Nachgehakt: Wo bleiben die Taten?

Verschiedene Presseportale meldeten am 15. Februar, dass sich der Mainzer Bischof Peter Kohlgraf auch eine Bischöfin in der katholischen Kirche vorstellen könnte. Pastoralreferent Wolfram Rösch erinnert das an eine Begebenheit in der Kindheit.

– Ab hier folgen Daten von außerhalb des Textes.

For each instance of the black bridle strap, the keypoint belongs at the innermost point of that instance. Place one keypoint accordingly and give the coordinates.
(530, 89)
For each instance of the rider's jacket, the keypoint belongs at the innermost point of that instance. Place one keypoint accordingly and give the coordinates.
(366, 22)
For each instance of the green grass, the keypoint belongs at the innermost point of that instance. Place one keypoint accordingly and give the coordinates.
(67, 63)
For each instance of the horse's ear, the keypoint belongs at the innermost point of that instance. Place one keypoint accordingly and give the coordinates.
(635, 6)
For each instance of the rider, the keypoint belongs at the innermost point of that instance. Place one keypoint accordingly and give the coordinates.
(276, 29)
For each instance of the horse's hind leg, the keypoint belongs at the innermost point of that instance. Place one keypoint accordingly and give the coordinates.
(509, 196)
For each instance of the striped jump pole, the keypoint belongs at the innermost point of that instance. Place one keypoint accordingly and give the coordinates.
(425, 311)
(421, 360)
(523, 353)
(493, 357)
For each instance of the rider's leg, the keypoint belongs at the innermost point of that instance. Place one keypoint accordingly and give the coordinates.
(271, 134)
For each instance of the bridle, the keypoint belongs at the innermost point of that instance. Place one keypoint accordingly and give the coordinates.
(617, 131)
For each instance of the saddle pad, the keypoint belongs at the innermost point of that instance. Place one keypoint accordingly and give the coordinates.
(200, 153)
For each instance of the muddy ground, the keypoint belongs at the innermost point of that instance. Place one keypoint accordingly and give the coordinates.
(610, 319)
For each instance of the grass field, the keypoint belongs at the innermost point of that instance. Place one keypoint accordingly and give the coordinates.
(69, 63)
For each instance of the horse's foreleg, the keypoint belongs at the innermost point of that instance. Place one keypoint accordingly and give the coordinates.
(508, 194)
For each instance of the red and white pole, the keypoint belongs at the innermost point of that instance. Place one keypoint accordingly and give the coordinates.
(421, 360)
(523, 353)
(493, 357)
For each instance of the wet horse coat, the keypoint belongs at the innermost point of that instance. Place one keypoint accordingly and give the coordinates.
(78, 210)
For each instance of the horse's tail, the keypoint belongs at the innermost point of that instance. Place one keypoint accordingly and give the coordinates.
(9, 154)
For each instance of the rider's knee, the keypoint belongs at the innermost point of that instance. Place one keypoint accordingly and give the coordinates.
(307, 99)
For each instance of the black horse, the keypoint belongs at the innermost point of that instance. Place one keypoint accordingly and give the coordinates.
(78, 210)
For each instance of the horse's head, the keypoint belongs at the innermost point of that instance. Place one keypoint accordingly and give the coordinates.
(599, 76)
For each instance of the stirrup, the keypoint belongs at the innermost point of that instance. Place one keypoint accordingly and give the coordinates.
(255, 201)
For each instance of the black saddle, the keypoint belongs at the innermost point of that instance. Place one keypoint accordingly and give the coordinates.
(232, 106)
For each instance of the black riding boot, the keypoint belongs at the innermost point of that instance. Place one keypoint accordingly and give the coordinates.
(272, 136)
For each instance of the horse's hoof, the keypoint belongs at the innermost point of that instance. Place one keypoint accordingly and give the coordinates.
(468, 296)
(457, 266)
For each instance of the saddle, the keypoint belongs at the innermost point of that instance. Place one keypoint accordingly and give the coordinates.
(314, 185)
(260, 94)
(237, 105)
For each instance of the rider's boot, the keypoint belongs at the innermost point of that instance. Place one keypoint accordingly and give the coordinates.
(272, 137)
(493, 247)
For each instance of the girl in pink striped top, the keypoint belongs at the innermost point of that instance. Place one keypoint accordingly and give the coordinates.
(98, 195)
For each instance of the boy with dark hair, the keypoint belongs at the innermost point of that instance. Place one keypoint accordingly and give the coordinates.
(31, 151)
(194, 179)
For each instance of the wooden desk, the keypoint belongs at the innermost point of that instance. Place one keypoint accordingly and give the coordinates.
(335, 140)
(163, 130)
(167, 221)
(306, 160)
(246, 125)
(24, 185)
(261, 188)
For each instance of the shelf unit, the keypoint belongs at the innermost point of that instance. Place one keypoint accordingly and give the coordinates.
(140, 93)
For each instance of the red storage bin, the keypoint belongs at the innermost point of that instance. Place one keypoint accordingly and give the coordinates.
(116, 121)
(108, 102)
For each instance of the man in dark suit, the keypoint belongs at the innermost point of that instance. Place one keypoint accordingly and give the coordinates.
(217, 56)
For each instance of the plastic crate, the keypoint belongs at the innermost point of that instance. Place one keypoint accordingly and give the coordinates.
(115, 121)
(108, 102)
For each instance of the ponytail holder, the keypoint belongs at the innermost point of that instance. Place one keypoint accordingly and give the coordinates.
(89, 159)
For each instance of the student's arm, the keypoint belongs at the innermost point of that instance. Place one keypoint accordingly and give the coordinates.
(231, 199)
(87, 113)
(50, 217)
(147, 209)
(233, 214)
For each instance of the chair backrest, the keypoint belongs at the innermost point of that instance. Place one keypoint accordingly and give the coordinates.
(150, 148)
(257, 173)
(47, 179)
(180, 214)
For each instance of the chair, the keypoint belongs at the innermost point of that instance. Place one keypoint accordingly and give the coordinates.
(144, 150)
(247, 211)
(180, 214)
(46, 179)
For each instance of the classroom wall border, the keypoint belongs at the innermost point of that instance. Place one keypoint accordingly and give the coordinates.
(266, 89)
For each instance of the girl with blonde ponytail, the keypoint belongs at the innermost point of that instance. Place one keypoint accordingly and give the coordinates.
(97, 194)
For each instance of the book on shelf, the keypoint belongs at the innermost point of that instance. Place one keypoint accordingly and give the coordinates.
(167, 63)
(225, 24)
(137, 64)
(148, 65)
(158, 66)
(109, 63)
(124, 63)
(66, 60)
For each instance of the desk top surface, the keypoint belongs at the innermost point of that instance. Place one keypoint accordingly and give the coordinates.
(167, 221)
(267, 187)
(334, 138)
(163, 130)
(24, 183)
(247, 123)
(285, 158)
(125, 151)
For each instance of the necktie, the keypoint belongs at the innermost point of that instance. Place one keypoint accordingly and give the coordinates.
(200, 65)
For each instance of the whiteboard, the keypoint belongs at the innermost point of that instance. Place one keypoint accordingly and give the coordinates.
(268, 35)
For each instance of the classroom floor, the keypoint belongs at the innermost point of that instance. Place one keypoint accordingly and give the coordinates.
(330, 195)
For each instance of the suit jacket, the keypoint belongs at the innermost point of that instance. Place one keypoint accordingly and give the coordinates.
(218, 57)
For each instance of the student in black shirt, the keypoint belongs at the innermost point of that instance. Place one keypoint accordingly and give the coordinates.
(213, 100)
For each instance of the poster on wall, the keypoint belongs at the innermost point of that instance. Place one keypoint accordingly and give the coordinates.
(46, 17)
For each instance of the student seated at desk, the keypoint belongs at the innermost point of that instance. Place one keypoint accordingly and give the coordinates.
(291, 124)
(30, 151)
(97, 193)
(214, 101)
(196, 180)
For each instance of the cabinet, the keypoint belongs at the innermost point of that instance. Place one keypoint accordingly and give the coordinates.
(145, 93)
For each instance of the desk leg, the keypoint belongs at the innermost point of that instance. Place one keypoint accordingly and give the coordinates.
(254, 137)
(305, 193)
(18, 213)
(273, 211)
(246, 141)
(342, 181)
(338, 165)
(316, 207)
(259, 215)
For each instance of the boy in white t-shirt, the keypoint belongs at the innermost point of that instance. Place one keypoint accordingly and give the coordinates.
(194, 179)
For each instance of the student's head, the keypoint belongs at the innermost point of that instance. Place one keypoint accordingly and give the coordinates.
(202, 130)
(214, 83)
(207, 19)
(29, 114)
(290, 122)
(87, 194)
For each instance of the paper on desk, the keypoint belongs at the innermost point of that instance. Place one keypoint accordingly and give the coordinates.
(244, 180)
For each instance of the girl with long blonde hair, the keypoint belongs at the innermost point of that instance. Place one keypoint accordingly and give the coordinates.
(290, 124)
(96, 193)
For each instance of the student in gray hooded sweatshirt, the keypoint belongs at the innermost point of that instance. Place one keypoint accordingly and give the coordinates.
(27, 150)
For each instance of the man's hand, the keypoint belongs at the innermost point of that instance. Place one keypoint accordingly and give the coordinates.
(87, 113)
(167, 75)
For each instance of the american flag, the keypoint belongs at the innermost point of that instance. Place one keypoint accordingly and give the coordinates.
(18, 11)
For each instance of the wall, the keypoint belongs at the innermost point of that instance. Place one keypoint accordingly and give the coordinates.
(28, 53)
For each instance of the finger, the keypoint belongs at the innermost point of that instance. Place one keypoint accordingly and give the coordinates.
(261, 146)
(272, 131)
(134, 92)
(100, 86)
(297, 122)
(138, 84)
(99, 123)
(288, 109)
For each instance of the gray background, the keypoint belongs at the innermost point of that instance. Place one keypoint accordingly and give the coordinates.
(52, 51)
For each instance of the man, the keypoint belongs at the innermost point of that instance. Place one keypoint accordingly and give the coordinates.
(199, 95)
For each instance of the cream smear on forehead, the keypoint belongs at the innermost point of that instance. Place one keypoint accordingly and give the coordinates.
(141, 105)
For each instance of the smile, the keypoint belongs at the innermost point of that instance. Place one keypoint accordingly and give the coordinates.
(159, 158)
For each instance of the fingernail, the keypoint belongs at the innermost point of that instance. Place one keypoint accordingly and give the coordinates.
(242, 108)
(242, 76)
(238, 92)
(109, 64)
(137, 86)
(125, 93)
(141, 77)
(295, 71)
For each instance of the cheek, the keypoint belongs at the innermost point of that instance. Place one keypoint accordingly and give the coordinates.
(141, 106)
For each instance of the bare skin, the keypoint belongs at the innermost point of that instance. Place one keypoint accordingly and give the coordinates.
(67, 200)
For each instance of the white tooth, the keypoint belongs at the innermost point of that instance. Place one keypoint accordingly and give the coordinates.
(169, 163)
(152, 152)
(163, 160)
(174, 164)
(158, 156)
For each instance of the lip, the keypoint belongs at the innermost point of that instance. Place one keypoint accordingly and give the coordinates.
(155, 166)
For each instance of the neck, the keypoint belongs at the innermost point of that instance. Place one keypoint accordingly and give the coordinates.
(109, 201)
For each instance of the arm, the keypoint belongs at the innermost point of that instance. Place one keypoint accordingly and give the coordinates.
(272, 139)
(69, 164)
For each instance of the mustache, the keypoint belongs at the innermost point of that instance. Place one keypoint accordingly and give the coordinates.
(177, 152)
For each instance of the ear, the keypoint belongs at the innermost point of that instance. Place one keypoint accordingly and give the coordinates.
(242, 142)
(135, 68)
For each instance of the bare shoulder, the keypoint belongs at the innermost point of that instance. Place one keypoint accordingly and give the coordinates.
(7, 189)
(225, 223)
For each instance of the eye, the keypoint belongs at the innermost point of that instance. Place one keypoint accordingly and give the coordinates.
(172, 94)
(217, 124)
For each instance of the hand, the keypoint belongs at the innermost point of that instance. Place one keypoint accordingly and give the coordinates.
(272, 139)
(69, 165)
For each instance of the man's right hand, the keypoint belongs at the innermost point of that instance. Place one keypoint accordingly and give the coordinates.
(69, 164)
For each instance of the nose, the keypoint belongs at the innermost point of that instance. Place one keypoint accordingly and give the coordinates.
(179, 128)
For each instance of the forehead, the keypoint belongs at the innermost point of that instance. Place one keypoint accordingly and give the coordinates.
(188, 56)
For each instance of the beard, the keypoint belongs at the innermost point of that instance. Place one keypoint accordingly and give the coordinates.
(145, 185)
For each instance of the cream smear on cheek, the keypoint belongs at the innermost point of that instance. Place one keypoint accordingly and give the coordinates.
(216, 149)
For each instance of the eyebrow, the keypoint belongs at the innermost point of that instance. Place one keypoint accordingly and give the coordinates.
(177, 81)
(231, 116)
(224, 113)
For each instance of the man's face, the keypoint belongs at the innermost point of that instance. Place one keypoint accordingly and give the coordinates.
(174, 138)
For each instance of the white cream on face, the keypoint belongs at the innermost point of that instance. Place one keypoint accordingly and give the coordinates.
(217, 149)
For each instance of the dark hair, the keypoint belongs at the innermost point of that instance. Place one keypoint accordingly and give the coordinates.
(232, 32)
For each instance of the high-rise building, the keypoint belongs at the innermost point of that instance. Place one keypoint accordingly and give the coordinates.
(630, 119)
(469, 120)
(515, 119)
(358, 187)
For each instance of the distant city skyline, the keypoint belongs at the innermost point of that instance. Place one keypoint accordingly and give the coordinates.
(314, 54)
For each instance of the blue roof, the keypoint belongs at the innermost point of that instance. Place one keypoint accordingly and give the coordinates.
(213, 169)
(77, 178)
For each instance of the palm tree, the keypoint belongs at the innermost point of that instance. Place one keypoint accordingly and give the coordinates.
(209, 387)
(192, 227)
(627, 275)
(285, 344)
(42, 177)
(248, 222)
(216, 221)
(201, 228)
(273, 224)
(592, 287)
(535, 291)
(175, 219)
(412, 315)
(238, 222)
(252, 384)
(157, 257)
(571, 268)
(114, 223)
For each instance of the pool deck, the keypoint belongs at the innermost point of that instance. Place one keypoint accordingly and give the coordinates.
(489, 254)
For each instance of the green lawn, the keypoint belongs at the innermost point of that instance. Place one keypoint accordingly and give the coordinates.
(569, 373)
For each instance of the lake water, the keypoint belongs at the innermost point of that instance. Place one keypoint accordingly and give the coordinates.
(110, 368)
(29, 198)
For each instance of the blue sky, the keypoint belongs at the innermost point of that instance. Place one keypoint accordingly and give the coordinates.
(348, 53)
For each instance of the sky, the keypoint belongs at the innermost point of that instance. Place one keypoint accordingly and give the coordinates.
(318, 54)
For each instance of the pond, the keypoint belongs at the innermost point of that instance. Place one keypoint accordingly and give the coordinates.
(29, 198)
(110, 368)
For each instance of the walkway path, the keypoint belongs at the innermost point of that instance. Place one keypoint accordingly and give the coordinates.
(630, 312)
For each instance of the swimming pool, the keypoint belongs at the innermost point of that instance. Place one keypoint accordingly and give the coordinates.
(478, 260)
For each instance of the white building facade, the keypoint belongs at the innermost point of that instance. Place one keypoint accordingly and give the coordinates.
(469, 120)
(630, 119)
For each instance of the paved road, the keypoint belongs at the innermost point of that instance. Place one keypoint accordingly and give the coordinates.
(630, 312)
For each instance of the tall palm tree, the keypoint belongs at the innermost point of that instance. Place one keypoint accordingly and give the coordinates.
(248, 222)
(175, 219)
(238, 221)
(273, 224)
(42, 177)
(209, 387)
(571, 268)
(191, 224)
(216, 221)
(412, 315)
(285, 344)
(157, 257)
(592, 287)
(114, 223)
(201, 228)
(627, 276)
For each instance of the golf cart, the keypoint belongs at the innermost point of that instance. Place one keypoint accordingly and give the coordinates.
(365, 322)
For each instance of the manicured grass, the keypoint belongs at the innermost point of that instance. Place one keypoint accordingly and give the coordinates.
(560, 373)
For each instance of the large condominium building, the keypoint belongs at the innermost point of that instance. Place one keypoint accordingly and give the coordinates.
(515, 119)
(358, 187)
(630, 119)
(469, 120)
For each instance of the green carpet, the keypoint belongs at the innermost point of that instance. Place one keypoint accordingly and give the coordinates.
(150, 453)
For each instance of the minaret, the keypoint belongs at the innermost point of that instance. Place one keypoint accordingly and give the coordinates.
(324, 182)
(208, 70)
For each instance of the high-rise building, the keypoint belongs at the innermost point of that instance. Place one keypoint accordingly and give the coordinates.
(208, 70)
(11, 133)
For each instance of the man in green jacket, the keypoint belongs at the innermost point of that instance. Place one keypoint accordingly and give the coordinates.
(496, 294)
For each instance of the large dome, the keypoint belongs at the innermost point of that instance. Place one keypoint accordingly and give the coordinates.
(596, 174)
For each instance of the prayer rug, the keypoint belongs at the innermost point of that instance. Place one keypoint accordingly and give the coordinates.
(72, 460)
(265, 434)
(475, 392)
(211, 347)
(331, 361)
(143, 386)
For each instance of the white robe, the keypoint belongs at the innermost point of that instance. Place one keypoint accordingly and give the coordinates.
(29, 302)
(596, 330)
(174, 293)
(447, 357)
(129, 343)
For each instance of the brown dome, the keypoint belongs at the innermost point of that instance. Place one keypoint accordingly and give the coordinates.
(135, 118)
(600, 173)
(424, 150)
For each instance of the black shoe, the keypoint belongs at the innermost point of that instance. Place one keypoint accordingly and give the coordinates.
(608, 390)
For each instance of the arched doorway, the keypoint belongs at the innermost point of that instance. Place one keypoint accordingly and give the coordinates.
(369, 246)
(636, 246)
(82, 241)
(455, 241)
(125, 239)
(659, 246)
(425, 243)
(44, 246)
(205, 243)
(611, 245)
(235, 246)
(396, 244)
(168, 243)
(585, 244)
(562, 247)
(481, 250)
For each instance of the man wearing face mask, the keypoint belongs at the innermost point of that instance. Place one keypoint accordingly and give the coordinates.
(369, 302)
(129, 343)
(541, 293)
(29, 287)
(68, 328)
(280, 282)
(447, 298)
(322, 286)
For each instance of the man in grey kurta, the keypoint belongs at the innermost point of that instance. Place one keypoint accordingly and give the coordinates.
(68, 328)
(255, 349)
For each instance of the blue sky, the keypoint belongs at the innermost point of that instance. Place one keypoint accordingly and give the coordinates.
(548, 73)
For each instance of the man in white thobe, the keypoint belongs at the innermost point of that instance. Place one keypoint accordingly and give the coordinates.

Bild: Bistum Mainz In: Pfarrbriefservice.de
Bild: Bistum Mainz In: Pfarrbriefservice.de

Mit Meterstab, Papier und Bleistift vermaßen wir den Garten meines Freundes. Wir waren in der 5. Klasse und hatten die Idee, dort eine riesige Gartenbahn aufzubauen. Wir planten die Strecke, die Bahnhöfe, Viadukte, ein Fluss mit echtem Wasser durfte auch nicht fehlen, ebenso ein großer Abstellbereich für die vielen Lokomotiven mit Drehscheibe und Schuppen. Das Taschengeld reichte natürlich nicht für dieses Projekt. Doch unsere Finanzierung war gesichert, denn der Freund spielte Lotto und der Millionengewinn eigentlich nur noch eine kurze Frage der Zeit.
„Ich könnte mir eine Bischöfin Sattler ganz hervorragend vorstellen“, so der Mainzer Bischof Peter Kohlgraf in der Beilage „Christ und Welt“ der ZEIT. Ich mir auch, denn Dorothea Sattler, Professorin am ökumenischen Institut der Universität Münster und mich verbinden gemeinsame Zeiten an der Universität Mainz: sie war damals Assistentin am Lehrstuhl für Dogmatik bei Professor Theodor Schneider und ich Student.
Dennoch kommt mir bei der Aussage von Bischof Kohlgraf auf einmal wieder die Episode aus Kindheitstagen in den Sinn. Denn vorstellen kann man sich viel: das können Gartenbahnen, der Sieg beim New York Marathon oder Iron Man auf Hawaii, Einhörner, Drachen und warum nicht auch Bischöfinnen in der katholischen Kirche sein. Aber ob das dann Wirklichkeit wird, steht auf einem ganz anderen Papier. Vorstellungen wie die Kirche anders und gerechter aussehen kann gibt es unzählige, verändert hat sich – Gott sei es geklagt – nichts.
Sofort werden sicher jetzt die Worte eines heiligen Papstes zitiert, dass die Kirche keine Vollmacht habe, Frauen zu Priesterinnen zu weihen und daher schon gar nicht zu Bischöfinnen. Schröders berühmtes „Basta“ klingt hier durch. Aber, so muss man sagen: die Kirche hat auch keine Vollmachten, Priester im heutigen Sinn zu weihen, Kardinäle zu ernennen, Kirchengemeinderäte zu installieren oder Bischofskonferenzen einzurichten. Die Liste lässt sich noch beliebig erweitern, denn nicht wenige Ämter, Dienste und Strukturen sind Entwicklungen in der Kirchengeschichte, die nichts oder allenfalls nur wenig mit dem Jesus, dem Christus und dessen frohe Botschaft zu tun haben, die in den vier Evangelien zugänglich ist. Daher muss das Evangelium immer die Richtschnur für alle kirchlichen Strukturen, Gesetze und Ordnungen sein, nämlich ob sie den Menschen dienen und befreien oder nicht.
Deshalb lieber Bischof Kohlgraf: lassen Sie endlich Taten folgen. Der ewige Gedanken-Stuhlkreis, wo man sich nur in der eigenen Blase bewegt, muss ein Ende haben. Es sind schon genügend theologisch–profunde Papiere und Visionen erstellt worden. Ihre Umsetzung erfordert allerdings Mut. Ich bin mir aber sicher, dass eine große Anzahl von Frauen und Männer hinter Ihnen stehen würden. Ich bin mir auch bewusst, dass das nicht allen passen wird. Aber könnte eine kulturelle und liturgische Vielfalt, eine Ungleichzeitigkeit in den verschiedenen Gemeinden und Kirchen nicht weit mehr dem neutestamentlichen Ideal einer allgemeinen, eben katholischen Kirche entsprechen, als ein unbeweglicher Einheitsbrei?
Übrigens: die Gartenbahn wurde nicht gebaut. Irgendwann schlief das Thema ein und wir haben uns im Laufe der Schulzeit aus den Augen verloren. Ob besagter Freund doch noch Lotto-Millionär geworden ist, entzieht sich leider meiner Kenntnis.